Targeting of services to those at greatest need would seem appropriate, such as patients with newly diagnosed diabetes56 who are often overwhelmed by the diagnosis and have a poor understanding of its management. For example, general practitioners often fail to provide adequate education for patients starting oral hypoglycemics, and community pharmacists are well placed to fulfill this role. Further, the evidence suggests that patients with poorly managed diabetes, that is, those with HbA1c > 9 mmol/L,19 gain the greatest benefit from pharmacist interventions, suggesting targeting such patients would be appropriate. This could be facilitated through referrals from medical practitioners or pharmacists ordering of HbA1c levels or point-of-care testing.

Funding to deliver pharmacy-based cognitive services is a contentious issue, and whilst they can be funded through a user-pays model, government-funded or third-party payer models are likely to be needed for widespread implementation of such services. For example, depending on the level of remuneration, one would envisage that a limited number of community pharmacies specializing in diabetes would offer extended services. Legislative change to allow pharmacists to manage patients’ diabetes therapy either in consultation with their primary health provider or independently, which has occurred in some jurisdictions, will allow pharmacists delivering such services to have greater impact.
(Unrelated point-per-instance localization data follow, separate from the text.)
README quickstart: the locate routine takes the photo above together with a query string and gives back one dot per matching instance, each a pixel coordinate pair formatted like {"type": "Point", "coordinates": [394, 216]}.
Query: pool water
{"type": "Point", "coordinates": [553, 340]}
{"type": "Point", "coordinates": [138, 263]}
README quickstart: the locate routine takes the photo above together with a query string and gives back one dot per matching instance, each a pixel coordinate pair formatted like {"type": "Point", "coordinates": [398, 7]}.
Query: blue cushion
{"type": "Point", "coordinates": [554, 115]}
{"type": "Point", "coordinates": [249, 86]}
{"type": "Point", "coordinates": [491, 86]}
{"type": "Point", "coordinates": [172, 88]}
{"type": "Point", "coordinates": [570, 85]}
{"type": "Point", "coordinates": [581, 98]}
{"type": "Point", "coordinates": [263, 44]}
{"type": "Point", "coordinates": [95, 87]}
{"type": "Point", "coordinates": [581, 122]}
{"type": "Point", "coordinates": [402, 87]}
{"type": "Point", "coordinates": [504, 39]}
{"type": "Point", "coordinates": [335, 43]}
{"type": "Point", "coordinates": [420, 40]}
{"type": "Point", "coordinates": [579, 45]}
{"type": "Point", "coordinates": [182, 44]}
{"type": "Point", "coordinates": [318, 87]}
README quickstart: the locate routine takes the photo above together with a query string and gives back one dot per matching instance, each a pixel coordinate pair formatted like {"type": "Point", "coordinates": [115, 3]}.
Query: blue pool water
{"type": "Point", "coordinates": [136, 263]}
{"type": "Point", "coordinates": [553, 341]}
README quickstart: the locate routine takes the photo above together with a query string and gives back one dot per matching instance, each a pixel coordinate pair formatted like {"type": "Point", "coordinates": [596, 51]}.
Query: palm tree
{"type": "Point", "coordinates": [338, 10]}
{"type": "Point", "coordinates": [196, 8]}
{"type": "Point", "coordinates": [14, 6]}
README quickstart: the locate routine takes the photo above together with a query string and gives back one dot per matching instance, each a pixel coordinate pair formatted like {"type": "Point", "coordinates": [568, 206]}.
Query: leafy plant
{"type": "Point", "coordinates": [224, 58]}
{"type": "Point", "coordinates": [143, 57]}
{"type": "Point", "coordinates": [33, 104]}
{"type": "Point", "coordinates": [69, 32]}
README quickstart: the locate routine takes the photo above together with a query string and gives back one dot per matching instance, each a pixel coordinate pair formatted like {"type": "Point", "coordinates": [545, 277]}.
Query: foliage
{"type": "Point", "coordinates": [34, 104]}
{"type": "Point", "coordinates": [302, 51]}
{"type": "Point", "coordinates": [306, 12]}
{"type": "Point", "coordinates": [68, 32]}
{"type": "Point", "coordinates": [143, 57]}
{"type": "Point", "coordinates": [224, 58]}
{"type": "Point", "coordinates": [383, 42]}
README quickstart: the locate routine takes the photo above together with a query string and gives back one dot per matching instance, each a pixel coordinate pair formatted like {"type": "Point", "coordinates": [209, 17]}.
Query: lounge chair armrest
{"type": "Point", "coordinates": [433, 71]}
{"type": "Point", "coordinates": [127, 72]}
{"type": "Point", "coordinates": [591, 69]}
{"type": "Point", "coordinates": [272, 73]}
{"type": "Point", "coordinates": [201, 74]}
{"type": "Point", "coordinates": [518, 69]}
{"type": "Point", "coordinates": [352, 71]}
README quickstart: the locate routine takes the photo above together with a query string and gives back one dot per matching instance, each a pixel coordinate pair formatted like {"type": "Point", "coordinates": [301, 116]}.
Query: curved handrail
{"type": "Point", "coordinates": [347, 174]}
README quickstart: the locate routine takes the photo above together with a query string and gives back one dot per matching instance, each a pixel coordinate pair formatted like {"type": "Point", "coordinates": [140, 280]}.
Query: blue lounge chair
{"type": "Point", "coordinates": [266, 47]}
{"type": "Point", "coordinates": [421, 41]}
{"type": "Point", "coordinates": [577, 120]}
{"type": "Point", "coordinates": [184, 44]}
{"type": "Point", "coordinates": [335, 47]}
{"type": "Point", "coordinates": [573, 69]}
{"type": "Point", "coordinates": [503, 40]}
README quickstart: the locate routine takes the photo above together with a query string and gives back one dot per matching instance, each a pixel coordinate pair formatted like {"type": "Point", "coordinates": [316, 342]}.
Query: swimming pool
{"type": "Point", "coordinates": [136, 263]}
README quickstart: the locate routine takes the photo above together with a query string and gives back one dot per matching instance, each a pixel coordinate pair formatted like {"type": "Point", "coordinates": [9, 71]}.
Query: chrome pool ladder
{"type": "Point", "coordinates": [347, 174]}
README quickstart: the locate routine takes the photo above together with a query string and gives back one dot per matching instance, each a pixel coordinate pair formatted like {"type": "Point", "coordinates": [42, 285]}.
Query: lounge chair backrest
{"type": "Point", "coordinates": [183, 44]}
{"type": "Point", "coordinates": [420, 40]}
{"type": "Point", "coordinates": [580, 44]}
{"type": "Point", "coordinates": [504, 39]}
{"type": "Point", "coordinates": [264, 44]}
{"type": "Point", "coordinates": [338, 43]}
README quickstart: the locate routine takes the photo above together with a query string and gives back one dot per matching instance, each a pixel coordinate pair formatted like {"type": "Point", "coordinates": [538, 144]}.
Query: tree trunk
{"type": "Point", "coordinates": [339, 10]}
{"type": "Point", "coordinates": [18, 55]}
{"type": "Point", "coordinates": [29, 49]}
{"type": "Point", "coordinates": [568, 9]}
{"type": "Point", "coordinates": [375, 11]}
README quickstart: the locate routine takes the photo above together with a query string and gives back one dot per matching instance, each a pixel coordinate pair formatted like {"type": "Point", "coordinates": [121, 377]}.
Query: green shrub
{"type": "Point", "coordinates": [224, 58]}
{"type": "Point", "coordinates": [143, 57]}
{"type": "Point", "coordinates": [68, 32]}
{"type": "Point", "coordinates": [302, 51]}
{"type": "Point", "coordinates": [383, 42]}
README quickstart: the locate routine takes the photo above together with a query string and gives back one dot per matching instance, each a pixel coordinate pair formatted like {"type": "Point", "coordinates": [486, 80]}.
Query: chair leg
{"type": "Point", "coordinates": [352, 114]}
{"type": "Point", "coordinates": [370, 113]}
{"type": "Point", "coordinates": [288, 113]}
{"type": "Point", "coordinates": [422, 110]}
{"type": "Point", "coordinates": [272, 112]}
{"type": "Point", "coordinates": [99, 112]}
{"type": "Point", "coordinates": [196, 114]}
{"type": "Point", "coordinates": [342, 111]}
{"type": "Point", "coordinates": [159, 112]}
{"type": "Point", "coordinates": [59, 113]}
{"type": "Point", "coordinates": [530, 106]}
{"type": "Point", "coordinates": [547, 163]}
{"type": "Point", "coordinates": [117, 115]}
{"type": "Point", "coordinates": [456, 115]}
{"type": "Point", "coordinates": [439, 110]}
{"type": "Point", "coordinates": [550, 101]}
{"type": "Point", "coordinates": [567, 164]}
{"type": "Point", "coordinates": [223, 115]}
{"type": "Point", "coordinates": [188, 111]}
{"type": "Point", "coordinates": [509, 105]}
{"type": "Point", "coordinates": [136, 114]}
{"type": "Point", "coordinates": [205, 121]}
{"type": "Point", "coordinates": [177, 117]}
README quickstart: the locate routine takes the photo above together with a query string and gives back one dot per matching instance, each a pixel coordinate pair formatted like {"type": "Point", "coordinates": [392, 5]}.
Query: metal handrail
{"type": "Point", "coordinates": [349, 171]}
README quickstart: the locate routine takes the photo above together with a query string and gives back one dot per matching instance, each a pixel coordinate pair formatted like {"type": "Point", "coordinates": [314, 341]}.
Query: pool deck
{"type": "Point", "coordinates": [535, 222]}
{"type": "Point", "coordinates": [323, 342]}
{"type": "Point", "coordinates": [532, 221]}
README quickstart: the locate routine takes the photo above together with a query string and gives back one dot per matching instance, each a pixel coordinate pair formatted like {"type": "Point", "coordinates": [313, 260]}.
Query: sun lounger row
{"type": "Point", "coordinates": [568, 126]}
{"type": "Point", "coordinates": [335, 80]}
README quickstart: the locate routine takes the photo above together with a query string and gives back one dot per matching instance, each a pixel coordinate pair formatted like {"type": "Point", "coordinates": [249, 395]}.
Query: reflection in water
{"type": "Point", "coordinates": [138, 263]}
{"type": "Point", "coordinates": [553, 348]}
Diabetes screening is another area of significant need which pharmacists should engage in as many people living with the disease are undiagnosed. A large-scale trial is about to commence in Australia to evaluate community pharmacists’ role in diabetes screening. This study builds upon the work of Krass et al,58 which demonstrated that a sequential screening program, that is, tick test followed by capillary blood glucose testing, was an effective means to detect prediabetic and diabetic patients.


There is significant evidence to support the role of pharmacists in providing a range of extended diabetes care services, from the screening to ongoing disease state management. However, despite this, the provision of such services generally remains limited and inconsistent. However, this is set to change, as the number of people with T2DM grows, and the capacity of traditional care providers to cope with these people diminishes. Governments, third-party payers, and consumers will all be looking for cost-effective ways to manage diabetes. Pharmacists are ideally placed to assist patients with their diabetes management within a range of clinical settings as demonstrated by current evidence. Needed now are models of practice which are evidence based, consistent, and scalable, such that they deliver the outcomes desired by all stakeholders.


The authors report no conflicts of interest in this work.